Pertanto, l’interpellante chiede di sapere se il credito d’imposta generato dagli interventi di digitalizzazione degli impianti delle sale cinematografiche sia trasferibile mediante il conferimento di ramo d’azienda e successiva cessione della partecipazione a un’altra società operante nel medesimo settore.
 
Risposta
Il credito d’imposta per la digitalizzazione degli impianti cinematografici è stato introdotto dalla Finanziaria 2008 (articolo 1, comma 327, lettera c, legge 244/2007).
A partire dal 1° gennaio 2017, la legge 220/2016 ha abrogato la disciplina originaria e ha previsto un credito d’imposta per le imprese di esercizio cinematografico, in misura non inferiore al 20% e non superiore al 40% delle spese complessivamente sostenute per la realizzazione di nuove sale o il ripristino di sale inattive, per la ristrutturazione e l’adeguamento strutturale e tecnologico delle sale cinematografiche, per l’installazione, la ristrutturazione, il rinnovo di impianti, apparecchiature, arredi e servizi accessori delle sale (articolo 17). 
 
La stessa legge 220/2016 stabilisce che i crediti d’imposta dalla stessa disciplinati (quindi anche quello oggetto dell’istanza di interpello) sono cedibili dal beneficiario (nel rispetto delle disposizioni contenute negli articoli 1260 e seguenti del codice civile, previa adeguata dimostrazione del riconoscimento del diritto da parte del Ministero competente e dell’effettività del diritto al credito) a intermediari bancari (compreso l’Istituto per il credito sportivo), finanziari e assicurativi sottoposti a vigilanza prudenziale (articolo 21, comma 4).
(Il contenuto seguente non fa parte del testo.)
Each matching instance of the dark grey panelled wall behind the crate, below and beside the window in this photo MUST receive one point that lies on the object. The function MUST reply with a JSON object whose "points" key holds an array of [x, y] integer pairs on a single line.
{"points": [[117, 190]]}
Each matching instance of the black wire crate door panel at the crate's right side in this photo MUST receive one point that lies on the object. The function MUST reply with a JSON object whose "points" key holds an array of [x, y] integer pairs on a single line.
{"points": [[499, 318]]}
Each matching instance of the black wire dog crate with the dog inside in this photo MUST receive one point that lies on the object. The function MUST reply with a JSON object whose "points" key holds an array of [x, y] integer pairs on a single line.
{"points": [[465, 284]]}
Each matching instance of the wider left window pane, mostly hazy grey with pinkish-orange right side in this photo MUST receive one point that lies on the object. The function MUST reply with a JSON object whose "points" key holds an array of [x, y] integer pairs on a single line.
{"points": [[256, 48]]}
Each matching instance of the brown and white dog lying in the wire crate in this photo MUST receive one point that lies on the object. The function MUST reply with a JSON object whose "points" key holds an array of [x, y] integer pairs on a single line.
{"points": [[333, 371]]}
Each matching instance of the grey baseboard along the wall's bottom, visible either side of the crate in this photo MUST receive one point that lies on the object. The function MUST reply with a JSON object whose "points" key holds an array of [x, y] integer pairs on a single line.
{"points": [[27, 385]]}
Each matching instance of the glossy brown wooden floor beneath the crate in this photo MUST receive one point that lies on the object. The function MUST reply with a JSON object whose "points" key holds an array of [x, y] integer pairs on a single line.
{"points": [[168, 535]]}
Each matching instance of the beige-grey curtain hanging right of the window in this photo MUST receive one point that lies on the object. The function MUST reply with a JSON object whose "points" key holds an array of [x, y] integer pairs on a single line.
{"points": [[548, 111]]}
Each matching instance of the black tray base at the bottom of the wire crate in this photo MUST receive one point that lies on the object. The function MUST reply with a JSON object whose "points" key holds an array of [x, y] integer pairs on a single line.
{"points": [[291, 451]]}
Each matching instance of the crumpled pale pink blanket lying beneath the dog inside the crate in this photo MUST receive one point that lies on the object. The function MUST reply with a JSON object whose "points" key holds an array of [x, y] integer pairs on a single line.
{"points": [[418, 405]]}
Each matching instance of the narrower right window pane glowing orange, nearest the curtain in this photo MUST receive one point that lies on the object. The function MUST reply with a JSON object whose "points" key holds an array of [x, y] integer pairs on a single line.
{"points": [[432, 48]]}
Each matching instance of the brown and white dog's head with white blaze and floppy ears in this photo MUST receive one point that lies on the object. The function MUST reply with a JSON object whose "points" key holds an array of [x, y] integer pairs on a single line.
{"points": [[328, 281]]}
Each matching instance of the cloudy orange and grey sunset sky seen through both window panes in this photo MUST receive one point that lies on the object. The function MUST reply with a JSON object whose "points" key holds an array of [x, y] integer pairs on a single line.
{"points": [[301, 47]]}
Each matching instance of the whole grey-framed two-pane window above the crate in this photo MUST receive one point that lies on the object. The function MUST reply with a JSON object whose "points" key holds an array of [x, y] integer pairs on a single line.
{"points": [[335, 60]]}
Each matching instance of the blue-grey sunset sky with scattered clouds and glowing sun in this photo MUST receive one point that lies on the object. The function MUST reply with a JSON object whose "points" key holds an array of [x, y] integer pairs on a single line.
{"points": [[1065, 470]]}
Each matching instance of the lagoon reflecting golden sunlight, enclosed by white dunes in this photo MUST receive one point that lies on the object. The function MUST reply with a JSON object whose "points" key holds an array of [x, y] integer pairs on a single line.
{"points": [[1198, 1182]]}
A loro volta, i cessionari possono utilizzare il credito ceduto solo in compensazione dei propri debiti d’imposta o contributivi.
In altri termini, la legge espressamente consente la cedibilità del tax credit a favore di determinati soggetti; ne consegue che lo stesso non può essere ceduto a soggetti diversi da quelli espressamente indicati dalla norma.
 
Fatta questa premessa di carattere normativo, l’Agenzia passa all’esame del caso concreto, la cui peculiarità è data dal fatto che il credito d’imposta è stato trasferito a una società neocostituita (e interamente posseduta) insieme al ramo d’azienda in relazione al quale sono stati effettuati gli investimenti agevolati. Inoltre, in un secondo momento il 100% delle quote della conferitaria è stato ceduto a una terza società, operante nel settore cinematografico.
Quest’ultima, quindi, per effetto dell’acquisizione delle partecipazioni della conferitaria, ha acquisito anche il credito d’imposta, ma non la proprietà della multisala cinematografica (rimasta in capo alla società interpellante), della quale ha comunque la disponibilità, in forza di un contratto di locazione.
Secondo l’Agenzia, il trasferimento del tax credit unitamente al ramo d’azienda che lo ha generato non si pone in contrasto né con la lettera né con la ratio della disciplina di riferimento (in particolare, l’articolo 21, legge 220/2016) a patto, però, che il cessionario rispetti le condizioni previste per la fruizione dell’agevolazione nello svolgimento dell’attività d’impresa, a pena di decadenza dal beneficio fiscale.
Infine, l’Agenzia indica quali sono gli adempimenti procedurali a carico del cedente:
- comunicare alla direzione generale Cinema del ministero per i Beni e le Attività culturali i dati anagrafici e il codice fiscale del cessionario, nonché l’importo del credito ceduto
- indicare nel quadro RU “Crediti di imposta concessi a favore delle imprese” della dichiarazione dei redditi, il credito riconosciuto, utilizzando il codice D6
- esporre nella sezione VI-B, del quadro RU, i dati identificativi del cessionario nonché l’importo del credito ceduto.